November 8, 2011
Twins fire general manager Bill Smith, name Terry Ryan interim GM
Five weeks ago Twins owner Jim Pohlad gave Bill Smith a public vote of confidence, making it very clear that he'd remain the general manager following a 99-loss season because "he's had a very tough situation" and "we're not a knee-jerk organization." Apparently something major changed between then and now, as yesterday the Twins fired Smith after four years and two months on the job, repeatedly citing "philosophical differences" that they refused to discuss.
To replace Smith the Twins turned back the clock, with longtime general manager Terry Ryan returning to the job on an interim basis after serving as an advisor to the front office since his resignation and Ryan's former right-hand man, Wayne Krivsky, returning to his old assistant role after leaving the organization in 2006 to take over as the Reds' general manager. They're getting the band back together, for a while at least.

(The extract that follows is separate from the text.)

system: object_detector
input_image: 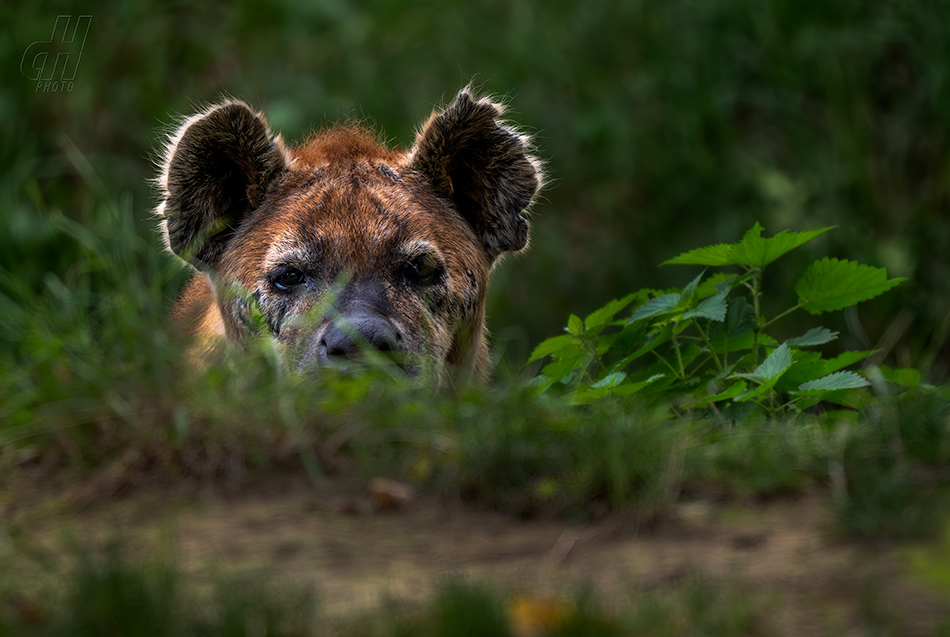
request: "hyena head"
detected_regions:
[158,89,541,377]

Ryan stepped down as GM on September 14, 2007, citing burnout after 13 years at the helm, and in returning to the job at age 58 he expressed uncertainty about whether it would be "for one year or ten years." Clearly the Twins weren't expecting to fire Smith until very recently and Ryan seemingly indicated that he was stepping back into the job as much out of his feeling of responsibility to the organization as his desire to actually be the GM again.
Ryan left Smith in a difficult spot in 2007, with Torii Hunter leaving as a free agent and Johan Santana on the trade block. Similarly, injuries wrecking the entire roster this year made many of Smith's decisions moot, good or bad. However, that doesn't excuse the series of bad moves Smith orchestrated, from getting little in return for Santana and trading Matt Garza and Jason Bartlett for Delmon Young to dealing Wilson Ramos for Matt Capps and dumping J.J. Hardy.
Smith also made a number of shrewd trades and signings, but for the most part they were on a small scale. Jim Thome and Orlando Hudson were smart, cheap free agent pickups, trades for Carl Pavano and Jon Rauch worked out well, and the original deal to acquire Hardy from the Brewers was an excellent one even if it involved admitting that Carlos Gomez was a bust as a centerpiece of the Santana blockbuster.
Smith did reasonably well at the margins, but failed on the franchise-altering moves and that's not a recipe for long-term success. By contrast, Ryan thrived with big-picture moves like adding star-caliber building blocks outside of free agency and squeezing unseen value out of veteran-for-prospect trades, but struggled with small stuff like surrounding those building blocks with washed-up veterans. Ryan's weakness was annoying. Smith's weakness was crippling.
Eventually we'll learn more about the "philosophical differences" that led to Smith's firing and based on the odd timing those details are probably pretty damn interesting, but ultimately it comes down to the fact that he performed poorly and the more successful person he replaced was available and willing to resume the job. This is a crucial offseason, for 2012 and beyond, and you'll be hard-pressed to find anyone who doesn't trust Ryan more than Smith.
None of which is to say Ryan has an easy task ahead of him. For one thing, he revealed during yesterday's press conference that the Twins' payroll will decline in 2012, saying it will likely be "somewhere around $100 million." If true that would represent a $15 million drop and leave little room to re-sign Michael Cuddyer, Jason Kubel, and Joe Nathan, let alone add other free agents. Based on the current roster they already have about $82 million committed for 2012.
Beyond that, Smith was hardly the only person involved in the Twins' decision-making during the past four years. Ryan was an advisor during Smith's various poor moves, assistant general manager Rob Antony and vice president of player personnel Mike Radcliff remain in the same roles, and even Krivsky comes with a mixed track record in Minnesota and Cincinnati. Smith took the fall because he was sitting in the biggest chair, but his departure alone fixes nothing.
Smith was a relative unknown when he took over for Ryan in 2007 and proved overmatched, making large-scale blunders that vastly outweighed his small-scale successes while seemingly epitomizing the Peter Principle. That doesn't make him a bad person or even an incompetent employee, it just means he was a poor fit as the GM of a major-league team. Ryan may not be able to climb out of this hole either, but I certainly feel more optimistic handing him the rope.